Stellungnahme der Sozialbehörde zur Hinz & Kunzt Pressemitteilung

Logo der Hamburger Sozialbehörde

Voraussetzung für den Einsatz der Wohncontainer sind Flächen, auf denen Unterkünfte errichtet werden können. Die Flächenakquise läuft und neue Unterkünfte werden laufend errichtet. Über die Planungen zum Ausbau bestehender Kapazitäten in 2017 hat der ZKF transparent Auskunft gegeben. Hiervon profitieren auch wohnungs- und obdachlose Menschen: Rund zusätzliche 1.500 Plätze sollen für sie in 2017 geschaffen werden.

Unterbringungsanspruch

Einen Anspruch auf eine Unterbringung durch die Stadt haben alle Menschen, die ihre Wohnung verloren haben und einen "Anspruch auf soziale Leistungen" haben. Diesen Anspruch haben nicht nur deutsche Staatsbürgerinnen und Staatsbürger, sondern auch EU-Bürgerinnen und EU-Bürger, die in Deutschland gearbeitet haben, Sozialbeiträge zahlten und dann arbeitslos wurden.

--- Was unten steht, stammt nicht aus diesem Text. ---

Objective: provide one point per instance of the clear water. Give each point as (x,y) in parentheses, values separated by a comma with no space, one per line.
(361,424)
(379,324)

Keinen Anspruch auf Unterbringung haben EU-Bürgerinnen und EU-Bürger, die sich in Deutschland aufhalten, hier Arbeit suchen - aber keine Arbeit finden. Sie müssen nach erfolgloser Arbeitssuche das Sozialhilfesystem ihres Heimatlandes in Anspruch nehmen, wenn sie ihren Aufenthalt in Deutschland nicht mit eigenen Mittel finanzieren können. Darauf weisen wir in unseren Beratungseinrichtungen hin.

Osteuropäische Obdachlose

In vielen deutschen Städten versuchen osteuropäische Bürgerinnen und Bürger ihr Glück - so auch in Hamburg. Wenn Sie aus Staaten der Europäischen Union kommen, können Sie sich hier aufhalten, müssen aber ihren Lebensunterhalt selbst finanzieren. Hamburg finanziert viele Beratungsstellen, damit diese Menschen über ihre Ansprüche aufgeklärt werden. Sie informieren auch über mögliche staatliche Unterstützung bei der Rückreise ins Heimatland.

Erfolgreiche Beratung

Die Beratung obdachloser Menschen im letzten Winternotprogramm war erfolgreicher als in vorangegangenen Perioden. 278 Obdachlose fanden den Weg ins Hilfesystem und überwanden dadurch die Obdachlosigkeit. Hier finden Sie die Auswertung der Beratungen.

Den Vorwurf von "Hinz & Kunzt", die Stadt gehe "fahrlässig mit dem Leben von Hunderten von Menschen" um, weisen wir entschieden zurück. Im Gegenteil: Das Hamburger System der Wohnungslosen- und Obdachlosenhilfe ist gut aufgestellt.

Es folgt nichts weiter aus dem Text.